Money matters: Bangalore Metro gets stable ratings

The good rating is an affirmation that the BMRCL has enough cash in hand to service its loan interests and manage its borrowings.
Money matters: Bangalore Metro gets stable ratings

BENGALURU: The Bangalore Metro Rail Corporation Limited (BMRCL) is on a sound financial footing and it has been given a stable rating by an entity of the US-based Fitch Group, one of the three major global credit rating agencies. Fitch’s India Ratings and Research as well as Brickwork Ratings India Pvt Ltd have recently awarded it the ‘Ind AA’ rating, revealed a top official.

The good rating is an affirmation that the BMRCL has enough cash in hand to service its loan interests and manage its borrowings, the official explained. The Corporation had received the same rating in 2019 and 2020. However, there was much cause for concern this year due to the high operational losses caused due to a dip in ridership.

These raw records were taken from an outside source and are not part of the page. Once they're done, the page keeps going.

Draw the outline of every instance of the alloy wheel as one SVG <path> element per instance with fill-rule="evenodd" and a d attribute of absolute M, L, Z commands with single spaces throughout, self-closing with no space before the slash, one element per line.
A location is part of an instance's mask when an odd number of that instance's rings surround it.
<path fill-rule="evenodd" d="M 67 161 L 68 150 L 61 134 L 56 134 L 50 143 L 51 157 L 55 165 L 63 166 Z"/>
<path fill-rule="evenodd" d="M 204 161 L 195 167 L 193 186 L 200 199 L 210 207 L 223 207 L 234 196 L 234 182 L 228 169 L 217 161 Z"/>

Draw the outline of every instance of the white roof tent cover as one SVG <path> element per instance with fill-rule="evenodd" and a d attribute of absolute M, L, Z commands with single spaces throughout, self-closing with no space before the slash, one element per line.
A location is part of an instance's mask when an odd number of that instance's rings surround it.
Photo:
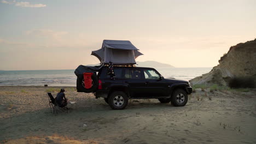
<path fill-rule="evenodd" d="M 129 40 L 104 40 L 102 47 L 97 51 L 93 51 L 91 55 L 100 59 L 101 64 L 136 64 L 135 58 L 143 55 Z"/>

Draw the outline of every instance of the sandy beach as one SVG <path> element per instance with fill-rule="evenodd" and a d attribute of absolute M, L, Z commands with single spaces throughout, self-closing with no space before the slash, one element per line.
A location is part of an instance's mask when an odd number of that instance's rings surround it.
<path fill-rule="evenodd" d="M 103 99 L 66 88 L 77 103 L 51 113 L 46 92 L 60 87 L 0 87 L 0 143 L 256 143 L 256 91 L 202 91 L 184 107 L 131 99 L 113 110 Z M 85 125 L 86 126 L 85 126 Z"/>

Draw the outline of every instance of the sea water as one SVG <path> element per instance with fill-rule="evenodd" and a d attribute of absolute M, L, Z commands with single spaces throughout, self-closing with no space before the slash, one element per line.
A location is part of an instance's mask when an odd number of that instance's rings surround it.
<path fill-rule="evenodd" d="M 165 77 L 185 80 L 211 71 L 212 68 L 159 68 Z M 76 86 L 74 70 L 40 70 L 0 71 L 0 86 Z"/>

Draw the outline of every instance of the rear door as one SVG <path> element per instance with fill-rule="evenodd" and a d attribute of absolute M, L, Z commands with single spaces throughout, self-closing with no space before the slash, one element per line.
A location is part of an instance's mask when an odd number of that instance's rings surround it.
<path fill-rule="evenodd" d="M 146 87 L 150 96 L 153 97 L 165 97 L 167 94 L 167 84 L 161 78 L 161 75 L 154 69 L 143 69 Z"/>
<path fill-rule="evenodd" d="M 124 82 L 129 85 L 130 94 L 133 98 L 148 97 L 147 87 L 141 69 L 127 68 L 124 70 Z"/>
<path fill-rule="evenodd" d="M 104 69 L 102 69 L 100 75 L 100 80 L 102 81 L 102 88 L 103 89 L 109 87 L 110 85 L 122 85 L 123 82 L 123 69 L 121 67 L 114 67 L 114 73 L 115 75 L 115 80 L 110 79 L 110 75 L 108 74 L 108 69 L 107 67 L 104 68 Z"/>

Explaining the factors which helped in the high rating, the agency explained that Karnataka’s stable economic growth and the cost escalations of BMRCL that will be borne by its sponsors, the Central and State Governments. The BMRCL had an extensive support mechanism, it added. Sovereign loans from both Japan International Cooperation Agency (JAICA) and the Agence Francaise de Developpement via the Government of India to BMRCL helped in timely debt servicing, the credit rating agency added.

Pointing out to the financial losses caused by the Covid-19 pandemic, it said that social distancing and restrictions impacted ridership. “With Metro operations being suspended from April to August 2020, BMRCL reported ridership of only 17.27 lakh in financial year 2021,” it said.

Unaudited results for nine months published

The unaudited results of BMRCL for the nine months from April 1 to December 31, 2021 have just been published on its website. “The heartening aspect is that the operational efficiency has improved,” said an official. The total expenditure incurred during the 12 months of 2020-2021 stood at Rs 985.51 crore while the expenditure for the first nine months of this financial year stood at Rs 773.38 crore, reveals the balance sheet. “It is expected to touch Rs 1,031 crore by March 2022, an increase of just 5% over the previous year, “ the official added.

The huge plus is that while BMRCL spent Rs 12.37 crore for every crore earned the previous year, it had to spend only Rs 6.1 crore for every crore earned during the nine months, it is learnt. With the pandemic receding, BMRCL is expected to witness a surge in fare revenue from now on, the official added.